Keystone (Crossbreed #1)(45)
“Did you drink milk straight from the udder?” she quipped.
He waved a fry at her. “You modern kids are spoiled. You don’t know what it was like to wash your clothes on a washboard, sleep with heated stones in your bed because there wasn’t a heater or fireplace in every room, or have ink stains on your hand because ballpoint pens weren’t invented. As soon as the fifties hit, I felt like I was born again. Microwaves, television, washing machines, Twinkies, James Dean… it was magical.”
“I think TVs were invented long before that,” I said.
“Yeah, but not everybody had one. Let me enjoy this century before it changes and they have us wearing fedoras and eating wheat grass because fast-food places have become outlawed.”
Gem giggled. “You’re so dramatic.”
“You sound like Viktor.”
I jumped at the sound of metal blades slicing together. Instead of katanas, it was Claude holding a pair of scissors, a comb, and a spray bottle.
“I changed my mind,” I blurted out.
Claude winked. “Don’t worry, I have magic fingers.”
Wyatt watched with avid interest while Claude began snipping at the tape. “You know, I bet a blow-dryer would loosen some of that adhesive.”
Gem stood up. “Stay away from my hair dryer.”
She stood beside me and watched pieces of my hair float to the floor. “Isn’t Claude gentle with his hands? You’d never believe he could crush a man’s skull with them.”
He gripped my head and turned it left.
“Oh, I believe you, Gem.”
“Who cut this last?” he asked, the horror in his voice thinly veiled.
“Me.”
He moved in front of me, spritzing and combing. “Using what?”
“One of those pink razors.”
Claude dropped the scissors on the floor.
Gem sputtered with laughter. “Poor Claude is going to have nightmares.”
Wyatt switched on his dual monitors, and a wall of text scrolled up while he clicked on different windows.
I blew a strand of hair out of my eyes before Claude resumed his shearing. “How does a man go from hanging around in cemeteries to computer hacking?”
Wyatt peered over his shoulder. “A misspent thirty years in the arcade.”
“So you were the guy who was always hogging the machines and making kids cry.”
“Gauntlet was an awesome game. And I’m not a hacker. That’s a human subculture that speaks their own language. They sit around playing Magic, watch reruns of Doctor Who, and wear clever little T-shirts that tell the world that they’re hackers. There’s nothing glamorous about what I do. I’m shut up in this hole for hours, my vision blurring, searching for vulnerabilities in a system. There’s no fancy holographic images beaming onto the wall like you see in the movies. Half the time, I’ve already got access, and I just have to sift through a bunch of records. Like I’m doing now.”
“Can’t you just perform a search?”
He snorted. “You should see how they decided to archive the Breed land titles for the past few centuries.”
Claude shoved my head so my chin was touching my chest. “Keep your head down. I’m a hair genius, not a magician.”
“I thought you had magic fingers?”
He chuckled. “Maybe I do, but they don’t perform miracles.”
Gem circled around him. “I bet I know a few women who would disagree with that,” she said with mischief in her voice.
I peered up and smiled at the remark.
Blue walked gracefully into the room and sat on the edge of the desk, lifting one of the fries and tossing it into the wastebasket. She had on jeans and a pair of black boots that reached her knees. “What’s going on in here, besides a french fry massacre?”
Wyatt sighed, still staring at his screen. “Research.”
“Viktor’s getting impatient,” she said, her shoulders hunched.
Loose hairs tickled my nose. “Why do all this research? By the time you finish, he’ll have bought a house somewhere in Paris and you’ll never find him.”

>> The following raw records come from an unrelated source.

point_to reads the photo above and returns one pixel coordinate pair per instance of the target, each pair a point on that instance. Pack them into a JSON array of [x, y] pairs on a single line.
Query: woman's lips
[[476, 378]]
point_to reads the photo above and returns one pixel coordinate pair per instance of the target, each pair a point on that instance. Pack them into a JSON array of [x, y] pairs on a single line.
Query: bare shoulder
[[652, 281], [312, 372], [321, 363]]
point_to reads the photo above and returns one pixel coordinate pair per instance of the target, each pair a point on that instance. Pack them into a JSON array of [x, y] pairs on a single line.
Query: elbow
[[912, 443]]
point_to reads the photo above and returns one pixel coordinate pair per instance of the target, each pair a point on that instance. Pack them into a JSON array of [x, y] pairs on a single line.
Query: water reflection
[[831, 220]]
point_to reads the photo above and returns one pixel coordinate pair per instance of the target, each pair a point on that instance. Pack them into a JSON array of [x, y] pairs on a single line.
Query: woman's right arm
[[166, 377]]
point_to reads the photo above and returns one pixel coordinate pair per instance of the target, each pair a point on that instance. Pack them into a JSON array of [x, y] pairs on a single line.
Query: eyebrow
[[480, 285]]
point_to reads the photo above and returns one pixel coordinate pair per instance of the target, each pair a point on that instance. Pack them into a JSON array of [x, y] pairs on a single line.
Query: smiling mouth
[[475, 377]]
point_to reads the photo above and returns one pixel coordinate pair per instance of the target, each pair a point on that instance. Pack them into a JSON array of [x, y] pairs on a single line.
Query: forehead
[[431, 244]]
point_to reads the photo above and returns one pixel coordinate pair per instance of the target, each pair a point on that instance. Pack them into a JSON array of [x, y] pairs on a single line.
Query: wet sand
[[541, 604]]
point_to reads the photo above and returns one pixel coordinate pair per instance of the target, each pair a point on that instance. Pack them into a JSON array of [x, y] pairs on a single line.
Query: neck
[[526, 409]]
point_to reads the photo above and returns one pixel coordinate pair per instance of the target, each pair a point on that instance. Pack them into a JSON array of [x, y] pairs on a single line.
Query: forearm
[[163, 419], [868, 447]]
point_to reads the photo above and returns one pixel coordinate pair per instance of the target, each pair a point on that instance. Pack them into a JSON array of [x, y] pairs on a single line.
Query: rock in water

“That’s why we need Wyatt to expedite the process,” Blue said, giving him a verbal nudge. “Human witnesses aren’t enough to pin the murders on him; they’re only a lead. The information you gave us will help, but we can’t act impulsively. You didn’t actually see him in the bathroom, so you couldn’t even be a witness if something went wrong and the higher authority interrogated us. Viktor is searching for a motive.”
“And I just fell into a steaming pile of it,” Wyatt said. “Take a look at this.”
Claude stepped away, and everyone swarmed over Wyatt, transfixed by something on the screen.
I flipped my damp hair back and stood up. “What is all that?”
He scrolled through scanned copies of documents. “It took a while to gather up all the data on the suspected victims to trace where they worked. Most were business owners. These here”—he pointed out the names, tapping his screen—“are old Breed records that show Darius owned that land up until last century. I still need to map out the area and make sure the businesses fall within it, but I think that gives us all the motive we’re looking for.”
Blue hopped off the desk. “That little weasel. If Darius used to own the land, how did humans get their hands on it?”